Phase Transformation Kinetics Model for Metals
Daniel N. Blaschke, Abigail Hunter, Dean L. Preston
TL;DR
The paper develops a phase-field-based kinetics model for solid-solid metal transformations by extending the Levitas-Preston framework to arbitrary pressure, enabling calculation of interface speeds, critical nuclei energies, and nucleation rates for homogeneous, grain-site, and dislocation-mediated pathways. It combines a quartic Gibbs free energy in an order parameter with TDGL dynamics and KJMA theory to predict the time evolution of phase volume fractions under ramp loading, demonstrated on the $\alpha$-Fe$\rightarrow$ $\epsilon$-Fe transition.
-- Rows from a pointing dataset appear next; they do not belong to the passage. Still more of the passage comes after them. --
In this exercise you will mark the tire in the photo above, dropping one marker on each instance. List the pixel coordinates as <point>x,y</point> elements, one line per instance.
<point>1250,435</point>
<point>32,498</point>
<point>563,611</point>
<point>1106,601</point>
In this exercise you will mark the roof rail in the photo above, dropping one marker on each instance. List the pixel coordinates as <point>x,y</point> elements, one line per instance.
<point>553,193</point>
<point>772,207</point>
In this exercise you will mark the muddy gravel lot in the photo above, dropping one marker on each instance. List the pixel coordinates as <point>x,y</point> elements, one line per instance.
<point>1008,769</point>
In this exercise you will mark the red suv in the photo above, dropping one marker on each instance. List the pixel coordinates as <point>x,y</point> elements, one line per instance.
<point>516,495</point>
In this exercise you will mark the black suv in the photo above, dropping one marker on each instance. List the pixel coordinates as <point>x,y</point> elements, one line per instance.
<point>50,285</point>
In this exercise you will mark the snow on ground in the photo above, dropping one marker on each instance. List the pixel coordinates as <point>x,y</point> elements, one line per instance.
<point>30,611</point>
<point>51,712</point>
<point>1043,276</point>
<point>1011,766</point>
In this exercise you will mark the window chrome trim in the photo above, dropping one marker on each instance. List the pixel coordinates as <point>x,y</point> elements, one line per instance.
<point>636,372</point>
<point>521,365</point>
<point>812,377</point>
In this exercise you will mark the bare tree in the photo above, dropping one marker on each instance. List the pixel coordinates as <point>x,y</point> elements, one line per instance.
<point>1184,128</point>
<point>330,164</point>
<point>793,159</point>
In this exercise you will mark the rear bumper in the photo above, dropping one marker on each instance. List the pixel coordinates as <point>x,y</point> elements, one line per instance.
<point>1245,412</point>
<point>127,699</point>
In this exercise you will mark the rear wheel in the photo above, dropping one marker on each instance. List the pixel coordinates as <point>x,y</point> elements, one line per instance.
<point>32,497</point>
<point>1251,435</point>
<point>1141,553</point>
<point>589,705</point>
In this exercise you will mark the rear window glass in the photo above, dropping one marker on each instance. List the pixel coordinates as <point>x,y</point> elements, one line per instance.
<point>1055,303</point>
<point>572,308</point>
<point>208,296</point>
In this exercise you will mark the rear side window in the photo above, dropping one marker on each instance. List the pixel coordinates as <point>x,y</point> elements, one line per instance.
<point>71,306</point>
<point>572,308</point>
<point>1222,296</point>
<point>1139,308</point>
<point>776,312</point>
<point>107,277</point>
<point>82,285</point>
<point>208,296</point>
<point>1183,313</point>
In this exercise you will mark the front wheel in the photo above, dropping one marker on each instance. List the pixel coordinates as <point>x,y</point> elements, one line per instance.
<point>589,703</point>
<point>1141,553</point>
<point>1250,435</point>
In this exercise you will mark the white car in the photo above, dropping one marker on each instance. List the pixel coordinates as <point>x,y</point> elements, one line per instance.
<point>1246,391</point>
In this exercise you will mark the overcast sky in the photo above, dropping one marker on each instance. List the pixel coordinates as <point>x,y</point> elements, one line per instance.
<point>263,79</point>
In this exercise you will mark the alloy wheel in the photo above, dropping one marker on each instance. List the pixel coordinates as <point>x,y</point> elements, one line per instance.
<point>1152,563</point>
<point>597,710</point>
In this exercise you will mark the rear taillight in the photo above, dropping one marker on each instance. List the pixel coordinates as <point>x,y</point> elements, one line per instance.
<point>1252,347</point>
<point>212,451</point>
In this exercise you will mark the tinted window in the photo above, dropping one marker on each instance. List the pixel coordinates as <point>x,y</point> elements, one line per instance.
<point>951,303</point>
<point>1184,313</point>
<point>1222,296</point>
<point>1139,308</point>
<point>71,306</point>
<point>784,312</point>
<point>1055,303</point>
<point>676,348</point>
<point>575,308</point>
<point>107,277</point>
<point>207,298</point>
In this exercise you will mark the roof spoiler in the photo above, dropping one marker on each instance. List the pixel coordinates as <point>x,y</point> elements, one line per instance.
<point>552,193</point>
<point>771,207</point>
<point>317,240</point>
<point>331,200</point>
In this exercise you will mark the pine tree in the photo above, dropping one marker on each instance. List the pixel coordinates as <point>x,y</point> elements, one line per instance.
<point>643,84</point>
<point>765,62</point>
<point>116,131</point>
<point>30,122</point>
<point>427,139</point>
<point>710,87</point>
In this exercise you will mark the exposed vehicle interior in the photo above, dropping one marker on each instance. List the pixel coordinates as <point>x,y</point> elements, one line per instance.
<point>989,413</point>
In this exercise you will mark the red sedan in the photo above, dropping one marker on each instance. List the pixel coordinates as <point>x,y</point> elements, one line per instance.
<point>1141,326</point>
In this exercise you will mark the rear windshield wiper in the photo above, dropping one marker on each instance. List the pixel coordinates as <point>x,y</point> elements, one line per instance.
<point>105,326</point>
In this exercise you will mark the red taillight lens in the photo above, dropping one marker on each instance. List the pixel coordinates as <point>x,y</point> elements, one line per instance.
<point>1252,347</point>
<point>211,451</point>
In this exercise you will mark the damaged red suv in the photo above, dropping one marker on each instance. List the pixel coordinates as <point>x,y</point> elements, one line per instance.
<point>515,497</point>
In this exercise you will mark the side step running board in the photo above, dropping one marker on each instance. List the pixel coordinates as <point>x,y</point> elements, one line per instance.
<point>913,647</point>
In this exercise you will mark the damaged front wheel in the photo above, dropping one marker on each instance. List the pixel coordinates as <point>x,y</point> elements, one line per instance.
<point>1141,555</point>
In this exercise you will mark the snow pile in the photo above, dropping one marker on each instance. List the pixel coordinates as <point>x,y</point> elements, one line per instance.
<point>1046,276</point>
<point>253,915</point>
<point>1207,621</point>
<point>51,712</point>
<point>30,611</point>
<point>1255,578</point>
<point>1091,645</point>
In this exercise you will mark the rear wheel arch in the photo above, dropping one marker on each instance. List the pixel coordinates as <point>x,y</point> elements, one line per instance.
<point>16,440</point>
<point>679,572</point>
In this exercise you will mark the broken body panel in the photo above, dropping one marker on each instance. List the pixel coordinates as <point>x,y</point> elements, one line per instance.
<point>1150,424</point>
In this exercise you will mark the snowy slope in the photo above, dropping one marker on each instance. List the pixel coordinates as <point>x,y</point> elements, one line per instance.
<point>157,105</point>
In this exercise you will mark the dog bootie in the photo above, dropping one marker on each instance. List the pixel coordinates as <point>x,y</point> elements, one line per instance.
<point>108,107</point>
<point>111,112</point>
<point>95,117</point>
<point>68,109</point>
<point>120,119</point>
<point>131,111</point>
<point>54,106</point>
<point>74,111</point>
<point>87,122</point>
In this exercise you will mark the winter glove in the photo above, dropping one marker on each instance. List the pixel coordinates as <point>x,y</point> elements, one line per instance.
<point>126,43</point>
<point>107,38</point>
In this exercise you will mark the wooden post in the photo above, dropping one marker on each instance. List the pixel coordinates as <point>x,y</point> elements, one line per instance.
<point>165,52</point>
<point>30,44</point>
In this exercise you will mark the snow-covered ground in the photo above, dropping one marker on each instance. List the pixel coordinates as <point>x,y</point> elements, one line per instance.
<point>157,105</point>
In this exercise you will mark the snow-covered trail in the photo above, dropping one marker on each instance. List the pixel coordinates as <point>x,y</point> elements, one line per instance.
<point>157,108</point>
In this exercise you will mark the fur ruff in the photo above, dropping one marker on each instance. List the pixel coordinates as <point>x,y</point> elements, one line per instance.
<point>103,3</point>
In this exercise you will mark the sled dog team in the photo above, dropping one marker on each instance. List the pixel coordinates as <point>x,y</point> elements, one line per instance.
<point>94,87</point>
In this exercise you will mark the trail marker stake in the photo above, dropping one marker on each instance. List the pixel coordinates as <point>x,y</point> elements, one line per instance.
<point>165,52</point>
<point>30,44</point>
Key contributions include explicit expressions for A–M interface speeds, 1D and 3D nuclei energies and widths, site-specific nucleation rates, and a quantitative assessment of microstructure sensitivity (grain size, dislocation density) on transformation kinetics. The results underscore the substantial influence of microstructure on phase transformation timing and overshoot pressures, and highlight the need for detailed microstructural characterization to improve predictive capability in metallic systems under high-rate loading.
Abstract
We develop a new model for phase transformation kinetics in metals by generalizing the Levitas-Preston (LP) phase field model of martensite phase transformations (see Levitas and Preston (2002a,b); Levitas, Preston and Lee (2003)) to arbitrary pressure. Furthermore, we account for and track: the interface speed of the pressure driven phase transformation, properties of critical nuclei, as well as nucleation at grain sites and on dislocations and homogeneous nucleation. The volume fraction evolution of each phase is described by employing KJMA (Kolmogorov, 1937; Johnson and Mehl, 1939; Avrami, 1939, 1940, 1941) kinetic theory. We then test our new model for iron under ramp loading conditions and compare our predictions for the $α\toε$ iron phase transition to experimental data of Smith et al. (2013). More than one combination of material and model parameters (such as dislocation density and interface speed) led to good agreement of our simulations to the experimental data, thus highlighting the importance of having accurate characterization data for the microstructure of the sample under consideration.